I dropped off Mom and picked up The Pony. I sat in the car, mind you, because I am not allowed in Mom's driveway. It's not like I can park on the wrong side of the road and go in for a visit. The Pony had accomplished his downloading. We headed home. I called Mom later to tell her we were in the house safely. She calls if she doesn't hear from us. Her phone rang, but she didn't answer. Her thingy came on to say the line was in use. I figured she was talking to one of her long-winded friends. Then she called me back.

"I saw you tried to call. I was on the line with the cable company. I hit something on my remote, and now I can't get a picture, only a blue screen. I've tried everything. That lady didn't know what she was doing. She has this so messed up. I told her about how I use one remote to turn the TV and cable off and on, and the other one for the channels. Nothing would do her but to get on the internet and try to find that remote. She said she had never heard of that kind of TV. You could tell she didn't really want to help me. So I finally just told her, 'I'll figure it out. Never mind.' I'm going to call back later this afternoon to see if somebody else will answer. Oh, this is really bothering me. Like how it bothered you today when your insurance wouldn't pay for your medicine because they say they're not your insurance. That's how I feel."

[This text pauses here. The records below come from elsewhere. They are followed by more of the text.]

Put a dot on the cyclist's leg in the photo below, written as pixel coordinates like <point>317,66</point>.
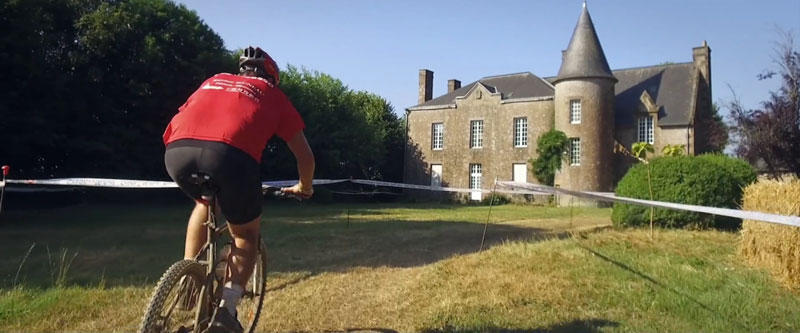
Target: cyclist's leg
<point>244,252</point>
<point>182,160</point>
<point>196,232</point>
<point>237,175</point>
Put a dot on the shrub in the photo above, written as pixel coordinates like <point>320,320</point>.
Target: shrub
<point>744,173</point>
<point>499,199</point>
<point>685,179</point>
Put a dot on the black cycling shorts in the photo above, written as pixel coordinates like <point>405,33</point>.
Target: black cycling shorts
<point>234,173</point>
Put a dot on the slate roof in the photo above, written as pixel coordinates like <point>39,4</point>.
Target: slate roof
<point>584,57</point>
<point>671,87</point>
<point>510,86</point>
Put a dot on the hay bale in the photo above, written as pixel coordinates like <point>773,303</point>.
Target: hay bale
<point>776,247</point>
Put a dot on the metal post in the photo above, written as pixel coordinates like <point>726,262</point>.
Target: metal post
<point>486,226</point>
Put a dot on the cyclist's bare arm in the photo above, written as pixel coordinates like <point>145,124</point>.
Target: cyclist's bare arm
<point>305,166</point>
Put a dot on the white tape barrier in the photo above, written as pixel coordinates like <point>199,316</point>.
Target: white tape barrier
<point>741,214</point>
<point>95,182</point>
<point>441,189</point>
<point>128,183</point>
<point>532,189</point>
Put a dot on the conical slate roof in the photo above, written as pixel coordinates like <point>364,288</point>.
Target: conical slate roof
<point>584,57</point>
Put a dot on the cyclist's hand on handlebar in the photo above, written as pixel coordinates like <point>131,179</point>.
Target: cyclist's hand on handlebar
<point>299,190</point>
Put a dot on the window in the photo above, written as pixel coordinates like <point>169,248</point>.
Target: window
<point>437,136</point>
<point>646,130</point>
<point>475,181</point>
<point>436,175</point>
<point>575,151</point>
<point>476,134</point>
<point>519,172</point>
<point>575,111</point>
<point>520,132</point>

"You need to call back and ask to talk to someone else. If you get that lady, say, 'I tried everything you told me, but it didn't work. Can I please talk to somebody else?' The worst they can do is yell at you and not help you. They can't reach through the phone. You call them back."

I gave her a couple of hours, then I checked on her again. "Did you get somebody else at the cable office?"

"Yes. But you could tell she did not want to help me, either. She acted like she was helping me, but then she said, 'I really don't know what to tell you. I'm going to send a serviceman out there.' And I told her not to send a serviceman."

"Why, because he'll pull into your driveway? Let them send one. Tell them to stay out of the driveway."

"I don't want a serviceman. Who knows what they'll charge me for that. Oh, it's such a mess. Ever since your sister's boy put it on the full screen that time, I've had trouble with it. I think I'll just watch my upstairs TV in the bedroom until Monday, then I'll go buy another TV."

"MOM! You've only had that TV about a year. It's not the TV! You'll just get another remote you have to deal with."

"Yes, but maybe that cable remote your sister gave me for Christmas will work with the new remote."

"I don't think that's the solution. Genius is gone, or I'd have him come out and fix it for you."

"Oh, I don't want to bother him! I don't want to talk about it any more."

"Does your remote have a "MODE" button? Or say "TV" or "Satellite" or "DVD"?"

"Yes...it has "CBL" which I guess means cable."

"Try pushing the "CABLE" one.

"Okay. That didn't work. I don't even want to deal with it."

"PONY! Did you mess with Grandma's remote and put it on something else? No? Well, get on the phone and see if you can help her."

"I tried what Pony said, but that didn't help."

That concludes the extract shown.